The Bungle Bungle National Park is one of those places I’ve saved up. It hasn’t been on the way anywhere, and was part of the decision to take the route we did back to Perth. I envisaged much photography, angles, light changes, vistas, dawns and dusks. You know where this is going. We arrived at the entrance to the National Park, and barely slowing to 40 to dump the trailer, hit the dusty trail to the Bungle Bungle World Heritage rock formation, Purnululu. A brain rattling 90 minutes later we met sunset at the park. At these times it is a blessing W sets an 8km walking pace. We had 60 minutes of daylight left and about 8km of trails to walk. Breaking into a breathy jog, I kept pace with the diminishing sherpa who had the camera and the keys, certain my brain was now pinballing around my skull with every footfall.

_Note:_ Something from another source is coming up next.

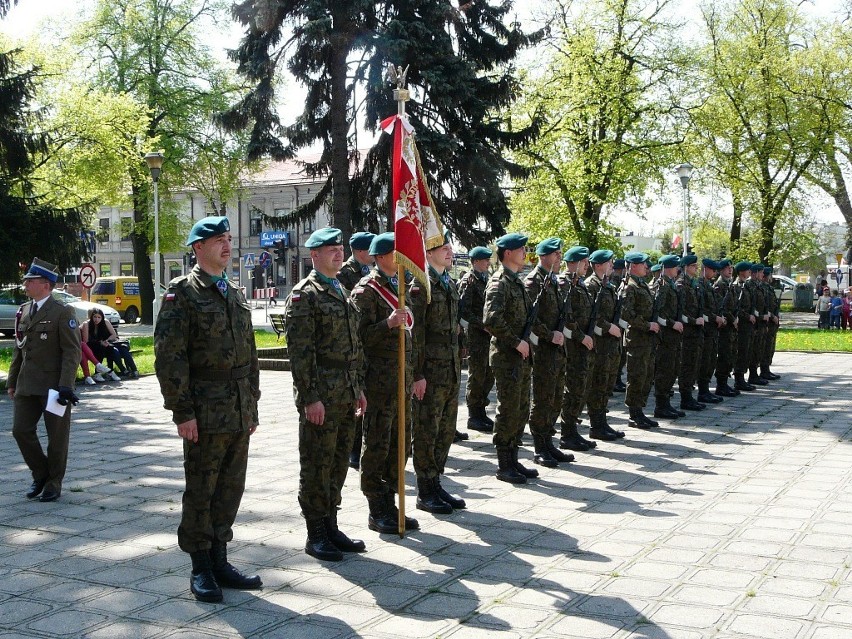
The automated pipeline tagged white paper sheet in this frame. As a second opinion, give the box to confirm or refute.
[45,388,68,417]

I admit right here that that was all the time we gave the Bungles. Even as I look back now I think perhaps the heat got to me. Maybe I need to return.

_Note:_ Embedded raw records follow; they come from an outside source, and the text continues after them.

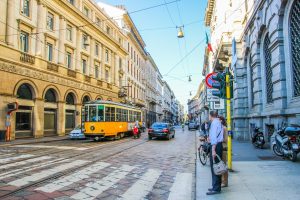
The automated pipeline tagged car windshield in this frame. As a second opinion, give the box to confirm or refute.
[152,124,168,128]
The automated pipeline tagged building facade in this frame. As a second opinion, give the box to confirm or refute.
[203,0,300,140]
[0,0,128,139]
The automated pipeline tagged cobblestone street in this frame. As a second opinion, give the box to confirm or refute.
[0,128,196,200]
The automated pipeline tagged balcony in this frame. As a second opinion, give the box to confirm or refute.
[20,52,35,65]
[68,69,76,78]
[47,62,58,72]
[84,75,91,83]
[97,80,103,87]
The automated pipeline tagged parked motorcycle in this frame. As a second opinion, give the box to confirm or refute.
[272,125,300,162]
[252,127,265,149]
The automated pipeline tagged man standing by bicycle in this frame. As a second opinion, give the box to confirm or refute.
[206,111,223,195]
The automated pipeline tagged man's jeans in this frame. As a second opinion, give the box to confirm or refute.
[210,142,223,192]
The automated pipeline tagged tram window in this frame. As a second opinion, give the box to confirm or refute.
[98,105,104,122]
[116,108,122,122]
[110,107,116,122]
[82,106,89,122]
[89,106,97,122]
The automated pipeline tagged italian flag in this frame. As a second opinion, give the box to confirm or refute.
[205,33,214,53]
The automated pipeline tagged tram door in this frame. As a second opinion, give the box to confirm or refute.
[65,110,75,134]
[44,109,57,136]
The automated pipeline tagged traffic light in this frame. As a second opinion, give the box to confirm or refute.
[211,72,226,99]
[212,70,233,99]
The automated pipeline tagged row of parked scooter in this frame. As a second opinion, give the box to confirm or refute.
[252,124,300,162]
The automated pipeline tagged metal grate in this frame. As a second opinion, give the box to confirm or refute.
[264,34,273,103]
[290,0,300,96]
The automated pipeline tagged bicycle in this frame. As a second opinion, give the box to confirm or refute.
[198,135,210,165]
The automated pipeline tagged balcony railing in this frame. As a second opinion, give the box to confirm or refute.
[68,69,76,78]
[47,62,58,72]
[20,52,35,64]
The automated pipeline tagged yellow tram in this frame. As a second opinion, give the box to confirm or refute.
[82,100,142,140]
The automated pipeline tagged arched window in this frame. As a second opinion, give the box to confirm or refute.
[289,0,300,96]
[82,95,90,104]
[45,89,56,103]
[66,93,75,105]
[17,83,33,100]
[263,34,273,103]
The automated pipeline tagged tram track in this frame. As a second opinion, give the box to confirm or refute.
[0,137,148,199]
[0,138,134,165]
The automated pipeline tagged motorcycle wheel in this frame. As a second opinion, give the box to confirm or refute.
[198,145,207,165]
[272,144,283,156]
[290,152,297,162]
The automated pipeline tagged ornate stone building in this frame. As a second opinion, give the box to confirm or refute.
[0,0,128,139]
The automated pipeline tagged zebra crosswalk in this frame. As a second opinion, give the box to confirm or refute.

Meanwhile, the driver fidgeted, revved, and Broome called.
I love spinifex. Its ability to grow in rock, without water, to bounce back when flattened by fire. For such a soft looking plant, it is strikingly spikey. Between Purnululu and Broome I plotted to introduce a mass planting to our home garden. If anything could make a home between concrete tiles and arid sandiness, spinifex would be it.
On the approach to Broome I once again discovered the paucity of available campground sites in NT campgrounds. Thundering past a newly established place 20 minutes out of Broome, I ordered the unthinkable. A u-turn. Brand new, modern, groovy, ablutions, kilometres of washing line, neighbours far enough away to be spared their symphony, and a communal fire-pit surrounded by generous characters offering education and home-made liquor (I learnt the difference between a bourbon and a scotch was simply the ‘flavour’ you add), made Broome’s Gateway unforgettable. And then we went one better.
We can thank friends living in Broome for recommending one of the best tours I have done hands down: Greg Quickes Astro Tour. I don’t hitch my wagon to tours as a rule, but this rocked. It wasn’t quite dusk as we enthusiastically make our way to a spot near a quarry a few KMs out of Broome. Luckily Greg had spotted Saturn and peering into the telescope, I saw what appeared to be a cut-out of Saturn. Checking the outside of the lens for a sticker, I looked again. Back to Greg. Back to the telescope. And here is where my artistic brain strains to wrap around the idea that the sky is blue but in the telescope it is black. I blame the 4WD brain air hockey. As other people arrived for the tour, they took turns peering at Saturn. Without fail, every person looked. Pulled back. Asked if it was sticker. Looked again. And the tour began. Multi-coloured jewels, millions of stars filling the viewfinder, navigating south by the southern cross, the Milky Way. No horoscope sign omitted, no question left unanswered. As the mercury plummeted to an eerie 14, (Broome was still 26) coats appeared and hot chocolate administered, I realised the best tour we had done hadn’t actually moved from one spot. Do it.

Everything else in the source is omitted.